Ann Surg Oncol (2014) 21:3209–3215 DOI 10.1245/s10434-014-3906-0

ORIGINAL ARTICLE – BREAST ONCOLOGY

Genetic Testing Today David Euhus, MD Johns Hopkins Hospital, Baltimore, MD

ABSTRACT Background. The commercial introduction of next-generation sequencing has made it possible to test for mutations in all known or suspected breast cancer predisposition genes in one panel, at one time, for about the same cost as a BRCA gene test. Clinicians are increasingly presented with the challenge of advising patients with mutations in rare breast cancer predisposition genes. Methods. Literature review and personal experience with panel tests. Results. Panel tests are more likely to identify a variant of uncertain clinical significance than a deleterious mutation. In addition, not all of the genes included in panel tests are unequivocally linked to increased breast cancer risk, and for most genes the penetrance is highly variable, making it difficult to translate a specific mutation into an absolute breast cancer risk. The three-generation cancer family history should be used to select truly high-risk families for panel testing, and then referred to again when the results are received in order to guide risk-management decisions.
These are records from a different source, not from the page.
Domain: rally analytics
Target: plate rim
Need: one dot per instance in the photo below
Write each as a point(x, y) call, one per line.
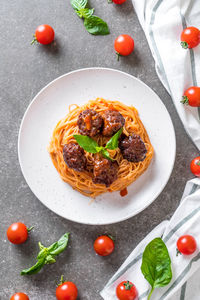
point(19, 139)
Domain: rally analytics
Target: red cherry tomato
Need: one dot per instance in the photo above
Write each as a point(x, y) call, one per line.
point(67, 291)
point(104, 245)
point(17, 233)
point(186, 244)
point(119, 1)
point(195, 166)
point(44, 34)
point(192, 96)
point(126, 291)
point(124, 45)
point(19, 296)
point(190, 37)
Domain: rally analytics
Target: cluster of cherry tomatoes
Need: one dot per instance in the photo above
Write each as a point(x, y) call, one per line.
point(104, 245)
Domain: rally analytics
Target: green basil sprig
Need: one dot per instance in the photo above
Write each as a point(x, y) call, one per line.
point(47, 255)
point(93, 24)
point(91, 146)
point(156, 264)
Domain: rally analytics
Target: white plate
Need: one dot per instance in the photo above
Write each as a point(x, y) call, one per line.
point(51, 104)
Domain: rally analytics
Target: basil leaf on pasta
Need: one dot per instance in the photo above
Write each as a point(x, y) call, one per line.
point(86, 143)
point(106, 154)
point(114, 141)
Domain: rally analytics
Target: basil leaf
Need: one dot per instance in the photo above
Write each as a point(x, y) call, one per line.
point(59, 247)
point(96, 26)
point(85, 12)
point(156, 264)
point(86, 143)
point(49, 260)
point(78, 4)
point(114, 141)
point(106, 154)
point(34, 269)
point(46, 255)
point(99, 149)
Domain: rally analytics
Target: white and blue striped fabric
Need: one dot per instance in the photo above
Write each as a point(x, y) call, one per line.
point(177, 68)
point(185, 284)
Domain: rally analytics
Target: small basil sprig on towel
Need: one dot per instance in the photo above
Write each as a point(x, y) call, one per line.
point(47, 255)
point(91, 146)
point(93, 24)
point(156, 264)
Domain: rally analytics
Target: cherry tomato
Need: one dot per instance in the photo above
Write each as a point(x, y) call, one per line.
point(124, 45)
point(190, 37)
point(186, 244)
point(44, 34)
point(17, 233)
point(192, 96)
point(195, 166)
point(19, 296)
point(104, 245)
point(118, 1)
point(126, 291)
point(67, 291)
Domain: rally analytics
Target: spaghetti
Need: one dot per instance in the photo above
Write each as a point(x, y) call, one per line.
point(82, 181)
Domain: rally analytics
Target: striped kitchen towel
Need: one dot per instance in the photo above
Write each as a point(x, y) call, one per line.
point(186, 269)
point(177, 68)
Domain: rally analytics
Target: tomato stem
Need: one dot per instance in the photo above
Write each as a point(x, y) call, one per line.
point(34, 40)
point(185, 100)
point(30, 228)
point(128, 285)
point(118, 55)
point(61, 280)
point(152, 289)
point(177, 252)
point(184, 45)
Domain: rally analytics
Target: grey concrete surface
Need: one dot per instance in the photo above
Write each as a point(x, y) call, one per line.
point(24, 71)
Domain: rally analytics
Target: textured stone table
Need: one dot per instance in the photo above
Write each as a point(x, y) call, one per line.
point(24, 71)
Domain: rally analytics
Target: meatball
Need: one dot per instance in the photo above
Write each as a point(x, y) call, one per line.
point(113, 121)
point(74, 156)
point(105, 171)
point(133, 148)
point(89, 122)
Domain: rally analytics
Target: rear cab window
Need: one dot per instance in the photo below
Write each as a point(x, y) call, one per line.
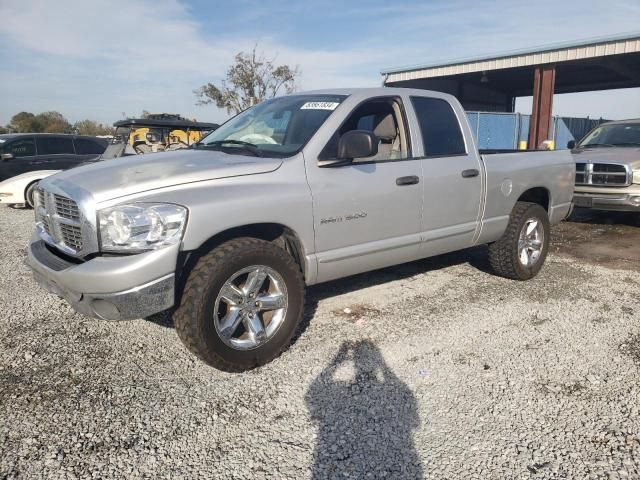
point(54, 145)
point(87, 146)
point(439, 127)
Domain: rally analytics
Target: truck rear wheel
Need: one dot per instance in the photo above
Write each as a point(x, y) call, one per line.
point(241, 305)
point(521, 251)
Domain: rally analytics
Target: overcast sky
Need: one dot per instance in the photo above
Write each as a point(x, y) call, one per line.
point(99, 59)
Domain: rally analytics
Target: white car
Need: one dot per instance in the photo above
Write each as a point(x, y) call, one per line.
point(20, 189)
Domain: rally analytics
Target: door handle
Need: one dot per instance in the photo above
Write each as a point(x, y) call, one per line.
point(410, 180)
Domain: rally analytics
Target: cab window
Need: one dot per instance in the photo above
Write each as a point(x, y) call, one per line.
point(23, 147)
point(381, 116)
point(54, 145)
point(439, 126)
point(85, 146)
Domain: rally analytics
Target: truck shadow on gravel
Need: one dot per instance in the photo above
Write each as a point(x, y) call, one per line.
point(365, 416)
point(610, 239)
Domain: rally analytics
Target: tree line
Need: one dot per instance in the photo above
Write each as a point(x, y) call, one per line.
point(53, 122)
point(250, 80)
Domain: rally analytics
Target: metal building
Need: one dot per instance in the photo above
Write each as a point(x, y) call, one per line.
point(492, 83)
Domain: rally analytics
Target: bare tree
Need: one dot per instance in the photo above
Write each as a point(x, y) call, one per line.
point(252, 79)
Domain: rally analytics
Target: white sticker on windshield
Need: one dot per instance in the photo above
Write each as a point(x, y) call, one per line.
point(319, 106)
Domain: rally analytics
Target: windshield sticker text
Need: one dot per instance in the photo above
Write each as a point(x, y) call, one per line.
point(319, 106)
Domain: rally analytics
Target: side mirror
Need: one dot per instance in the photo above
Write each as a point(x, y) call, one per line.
point(357, 144)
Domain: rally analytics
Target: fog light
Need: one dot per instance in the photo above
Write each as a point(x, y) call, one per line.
point(105, 310)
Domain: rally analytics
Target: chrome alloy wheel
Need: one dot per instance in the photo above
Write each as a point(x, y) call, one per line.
point(250, 307)
point(531, 242)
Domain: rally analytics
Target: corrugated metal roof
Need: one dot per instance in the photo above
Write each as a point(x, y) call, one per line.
point(559, 52)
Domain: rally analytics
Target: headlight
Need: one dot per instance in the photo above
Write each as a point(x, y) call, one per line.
point(141, 226)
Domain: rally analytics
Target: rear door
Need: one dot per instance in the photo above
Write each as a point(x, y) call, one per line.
point(56, 152)
point(23, 150)
point(452, 176)
point(367, 213)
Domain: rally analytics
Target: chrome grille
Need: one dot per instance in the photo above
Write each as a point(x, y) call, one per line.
point(59, 222)
point(45, 224)
point(603, 174)
point(71, 236)
point(40, 194)
point(67, 208)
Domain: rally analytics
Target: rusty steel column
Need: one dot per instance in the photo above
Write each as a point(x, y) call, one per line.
point(544, 80)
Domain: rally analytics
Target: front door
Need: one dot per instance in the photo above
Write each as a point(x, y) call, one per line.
point(367, 214)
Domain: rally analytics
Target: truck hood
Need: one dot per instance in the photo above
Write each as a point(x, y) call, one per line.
point(626, 155)
point(124, 176)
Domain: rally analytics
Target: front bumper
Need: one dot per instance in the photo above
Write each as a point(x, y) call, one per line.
point(619, 202)
point(88, 287)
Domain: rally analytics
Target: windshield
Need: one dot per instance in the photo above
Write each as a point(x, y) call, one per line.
point(278, 127)
point(617, 135)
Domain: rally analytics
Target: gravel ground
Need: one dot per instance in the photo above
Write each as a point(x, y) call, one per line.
point(436, 369)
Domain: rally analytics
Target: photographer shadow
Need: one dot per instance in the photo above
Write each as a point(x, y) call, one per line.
point(365, 416)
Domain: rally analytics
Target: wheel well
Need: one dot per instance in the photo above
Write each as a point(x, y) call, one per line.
point(272, 232)
point(539, 195)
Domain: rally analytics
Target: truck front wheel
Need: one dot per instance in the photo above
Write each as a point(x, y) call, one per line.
point(241, 304)
point(520, 252)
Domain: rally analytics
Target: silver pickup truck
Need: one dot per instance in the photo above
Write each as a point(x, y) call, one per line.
point(608, 167)
point(295, 191)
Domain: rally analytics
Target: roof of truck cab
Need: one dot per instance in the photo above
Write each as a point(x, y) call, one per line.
point(177, 123)
point(620, 122)
point(9, 136)
point(372, 92)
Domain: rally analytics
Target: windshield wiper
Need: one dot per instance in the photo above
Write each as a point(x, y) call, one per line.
point(250, 147)
point(597, 145)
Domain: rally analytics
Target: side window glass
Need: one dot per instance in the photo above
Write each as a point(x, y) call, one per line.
point(439, 126)
point(84, 146)
point(51, 145)
point(23, 147)
point(379, 116)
Knowing a breast cancer patient’s mutation status can influence decisions about local–regional and systemic therapy, but turnaround times for many tests are still too long to incorporate them into the initial evaluation of a new breast cancer. Conclusion. The commercialization of next-generation sequencing has the potential to greatly enhance the identification and management of individuals with an inherited predisposition to breast cancer. A period of uncertainty is anticipated before the full potential of this new technology is realized.

Ó Society of Surgical Oncology 2014 First Received: 6 April 2014; Published Online: 17 July 2014 D. Euhus, MD e-mail: [email protected]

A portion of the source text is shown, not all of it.